Walking onto the first floor of the Ceddia Union Building, there was a small semi-circle of tables and chairs with international flags and colorful tablecloths, signifying that each of the students had visited different countries. There were even poster boards explaining a little about some of the countries — but these were not the only things at the fair.
Mary Burnett, associate dean of students and director of international programs, explained that while there was a larger fair in the fall that included vendors and organizations that worked with SU, this fair solely consisted of SU students who had traveled abroad.
Each of the students at the different tables had many unique experiences and advice to offer the students. Jorge Santiago, who had traveled to Barcelona, Spain, said that one of the parts of his trips that stuck out to him was the fact that he was surrounded by many different cultures.
Since he went to an international school, Santiago met other students from all over the globe. He joked about how he got to ask all the “stupid American questions,” but also realized how much more of the world is out there.
Breana Sumpter, who traveled to the Dominican Republic, recounted that she barely used her phone the entire time she was there and reflected how “refreshing” it was to not be attached to her phone.
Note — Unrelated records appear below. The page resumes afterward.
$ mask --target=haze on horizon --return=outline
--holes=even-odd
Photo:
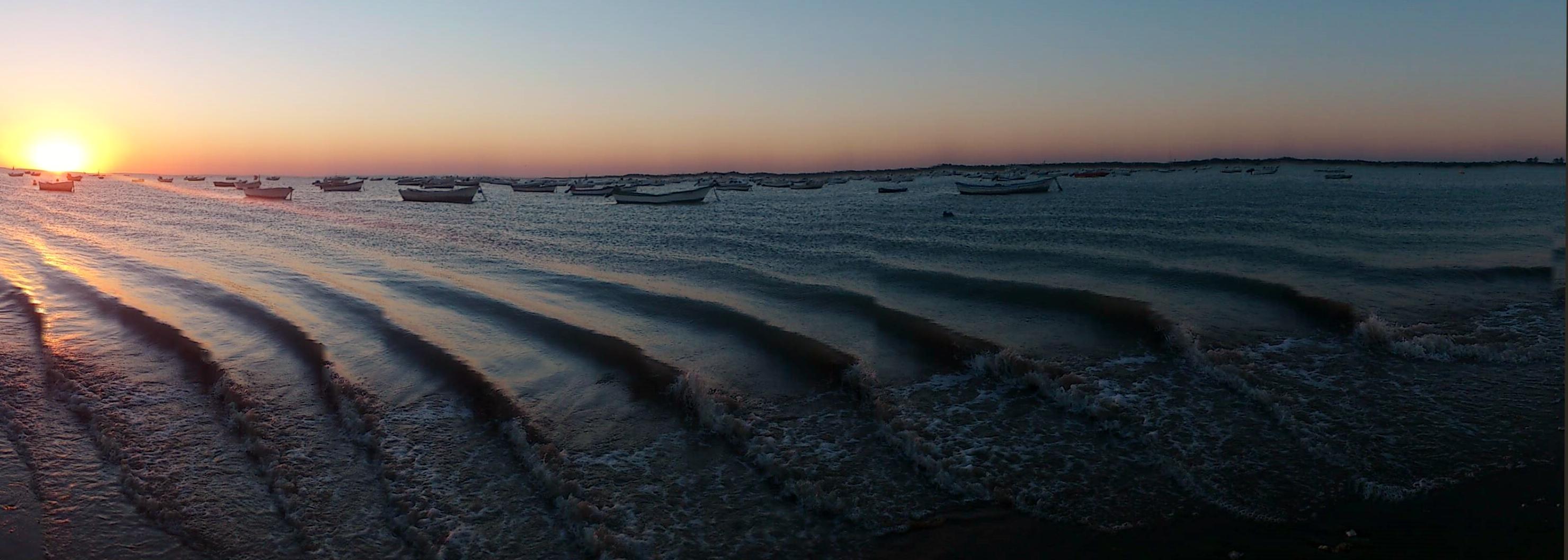
[[[1565,152],[1563,2],[27,3],[0,165],[508,176]]]

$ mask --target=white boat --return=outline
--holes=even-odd
[[[241,190],[241,193],[249,198],[289,199],[289,196],[293,196],[293,187],[251,187]]]
[[[1021,184],[994,184],[994,185],[978,185],[966,184],[963,180],[955,180],[958,185],[958,195],[1022,195],[1022,193],[1047,193],[1051,185],[1062,190],[1062,184],[1057,177],[1046,177],[1038,180],[1029,180]]]
[[[358,190],[364,188],[365,182],[364,180],[321,182],[321,184],[317,184],[317,187],[321,187],[323,193],[345,193],[345,191],[358,191]]]
[[[398,188],[397,193],[408,202],[474,202],[478,187],[463,187],[453,190]]]
[[[695,204],[702,202],[707,198],[707,191],[713,190],[713,185],[677,190],[674,193],[630,193],[616,191],[612,195],[616,204]]]

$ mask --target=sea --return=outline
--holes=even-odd
[[[851,558],[1560,461],[1563,168],[1320,166],[691,205],[0,177],[0,549]]]

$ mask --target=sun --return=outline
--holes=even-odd
[[[82,171],[86,165],[88,152],[82,144],[66,140],[45,140],[33,144],[28,151],[31,166],[44,171]]]

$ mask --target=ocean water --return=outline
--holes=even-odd
[[[679,207],[0,177],[0,543],[853,557],[975,508],[1292,521],[1552,461],[1563,171],[1458,171]]]

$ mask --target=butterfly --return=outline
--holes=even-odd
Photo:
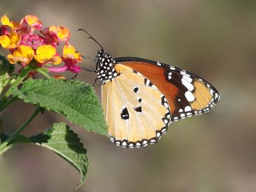
[[[90,38],[102,48],[94,72],[110,139],[117,146],[156,143],[171,122],[207,113],[219,100],[217,90],[196,74],[144,58],[113,58]]]

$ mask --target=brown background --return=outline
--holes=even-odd
[[[256,191],[256,2],[200,0],[2,0],[1,15],[19,21],[35,14],[44,26],[62,25],[84,56],[99,47],[114,57],[170,63],[213,83],[221,94],[210,113],[170,125],[156,145],[126,150],[106,137],[71,125],[88,150],[90,171],[78,191]],[[93,61],[82,64],[94,69]],[[71,74],[70,74],[71,76]],[[83,71],[79,80],[93,83]],[[100,95],[100,86],[96,86]],[[1,118],[11,133],[34,106],[14,103]],[[34,119],[23,132],[35,134],[54,122]],[[0,158],[0,191],[74,191],[79,174],[42,147],[22,145]]]

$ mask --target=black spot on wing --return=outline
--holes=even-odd
[[[142,108],[141,106],[137,106],[137,107],[134,107],[134,110],[135,110],[137,112],[142,112]]]
[[[129,112],[126,107],[122,110],[121,118],[124,120],[129,119]]]

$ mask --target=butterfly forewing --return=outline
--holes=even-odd
[[[116,62],[137,70],[150,80],[167,98],[172,121],[206,113],[219,99],[212,85],[180,68],[134,58],[117,58]]]
[[[138,58],[98,55],[103,111],[110,140],[127,148],[158,142],[168,125],[208,112],[219,94],[208,82],[180,68]]]

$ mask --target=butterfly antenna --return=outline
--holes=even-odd
[[[93,36],[91,36],[90,34],[89,34],[86,30],[85,30],[83,29],[78,29],[78,31],[80,31],[80,30],[82,30],[82,31],[85,32],[86,34],[87,34],[89,35],[89,38],[94,40],[102,48],[102,50],[104,50],[102,46]]]

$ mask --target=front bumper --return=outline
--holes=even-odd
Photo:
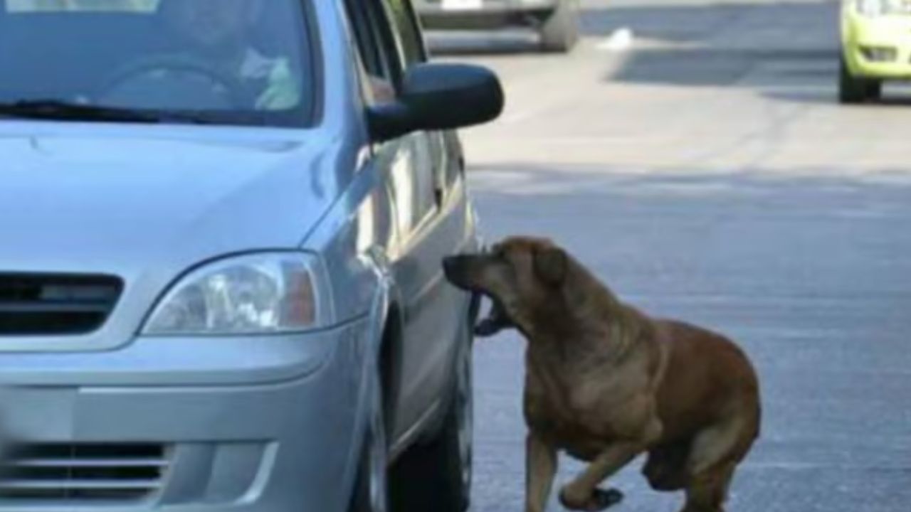
[[[179,340],[141,340],[123,349],[150,351],[143,345],[161,343],[162,353],[156,360],[187,364],[189,353],[201,354],[197,373],[185,367],[172,374],[170,383],[160,368],[138,366],[128,375],[121,366],[93,376],[77,365],[46,373],[51,384],[41,384],[39,375],[27,371],[29,364],[40,366],[34,359],[38,356],[0,354],[4,367],[19,368],[14,375],[20,383],[5,387],[0,407],[9,429],[26,445],[109,447],[141,443],[163,447],[163,469],[148,492],[105,497],[67,491],[53,499],[0,499],[0,511],[343,512],[362,437],[368,331],[363,321],[320,333],[260,340],[261,344],[257,340],[221,340],[229,345],[247,343],[246,357],[233,352],[233,384],[224,367],[228,362],[221,361],[222,367],[212,371],[206,350],[195,351],[192,340],[182,341],[182,354],[168,353],[178,350]],[[218,343],[198,341],[203,345]],[[80,359],[83,367],[90,367],[93,358],[111,355],[43,357],[68,357],[72,364]],[[302,357],[308,365],[300,364]],[[130,360],[124,354],[120,358]],[[282,359],[289,367],[307,370],[293,376],[273,371],[272,382],[266,382],[269,372],[256,366],[278,364]],[[145,365],[156,360],[146,360]],[[67,371],[73,384],[63,382]],[[21,384],[26,375],[30,380]],[[114,384],[117,375],[124,384]],[[193,381],[197,384],[188,384]],[[118,464],[111,453],[106,462]],[[106,475],[110,479],[113,474]],[[74,482],[86,485],[78,476],[73,478],[53,483],[74,489]],[[97,482],[89,482],[83,490],[93,485]],[[105,498],[98,500],[99,496]]]
[[[427,28],[485,29],[528,25],[541,20],[563,0],[418,0]]]
[[[911,79],[911,16],[865,17],[844,15],[842,41],[851,75],[876,79]],[[894,52],[888,59],[871,58],[871,50]]]

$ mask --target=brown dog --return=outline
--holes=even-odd
[[[447,258],[456,286],[493,299],[479,328],[527,339],[525,417],[528,512],[543,512],[565,451],[589,462],[563,487],[573,510],[622,498],[599,485],[640,454],[652,488],[686,490],[684,512],[722,512],[737,465],[759,435],[759,384],[726,338],[652,320],[553,243],[513,238]]]

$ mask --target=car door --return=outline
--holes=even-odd
[[[355,24],[363,26],[360,32],[371,32],[375,46],[359,43],[370,75],[368,83],[384,80],[397,90],[405,69],[426,59],[410,2],[353,4],[350,9],[361,17]],[[377,96],[374,93],[375,88],[368,91]],[[374,148],[374,163],[395,205],[397,237],[389,257],[404,320],[399,382],[393,397],[396,405],[393,434],[399,443],[407,442],[441,403],[452,348],[464,318],[463,296],[446,283],[441,267],[442,258],[456,251],[464,238],[464,229],[447,221],[456,215],[447,207],[447,176],[454,162],[448,159],[446,144],[442,133],[417,132]]]

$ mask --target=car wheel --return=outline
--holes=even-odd
[[[864,103],[868,99],[879,97],[881,83],[852,76],[844,56],[842,57],[839,69],[838,99],[842,103]]]
[[[468,508],[475,402],[470,333],[464,338],[439,434],[429,443],[412,447],[394,470],[395,510],[465,512]]]
[[[350,512],[389,510],[389,447],[386,443],[383,389],[378,374],[373,376],[370,386],[370,419],[363,435]]]
[[[578,42],[578,2],[561,0],[541,25],[541,47],[548,52],[568,52]]]
[[[866,100],[867,101],[879,101],[883,97],[883,81],[882,80],[867,80],[866,81]]]

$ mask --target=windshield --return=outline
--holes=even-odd
[[[40,105],[46,118],[68,108],[67,119],[108,118],[91,116],[98,108],[142,114],[135,120],[311,124],[300,0],[0,3],[0,113]]]

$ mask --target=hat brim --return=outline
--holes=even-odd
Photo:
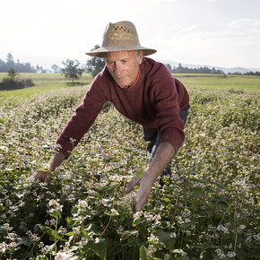
[[[115,47],[115,48],[104,48],[100,47],[97,49],[94,49],[91,52],[86,52],[86,55],[91,56],[99,56],[99,57],[105,57],[108,52],[114,52],[114,51],[126,51],[126,50],[143,50],[143,56],[149,56],[152,54],[156,53],[156,49],[148,48],[142,46],[124,46],[124,47]]]

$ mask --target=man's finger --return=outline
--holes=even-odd
[[[128,183],[127,186],[125,188],[126,193],[129,193],[130,191],[134,190],[136,185],[139,185],[141,178],[140,177],[134,177]]]

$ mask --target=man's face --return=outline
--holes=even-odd
[[[105,57],[107,67],[114,81],[121,88],[130,87],[135,82],[143,52],[135,50],[108,52]]]

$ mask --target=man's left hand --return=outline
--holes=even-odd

Since there was not a constant Wi-Fi connection, Sumpter would leave her house without her phone many times because there was no need to take it.
But there were also stories of what can go wrong when studying abroad. Lillian Berish, who traveled to France, lost her passport in Ireland. She explained that she had to stay there a few extra days and said, “I looked homeless” by the time she got back to school.
Other students explained that things are not always how the media portrays them. Stephen Spinder, who traveled to Israel, said that the people there were friendly and open. He said that many times he would see complete strangers strike up a conversation on the sidewalk.
The Study Abroad Fair was seen as a success to those running it — many hoping that more students will consider studying abroad.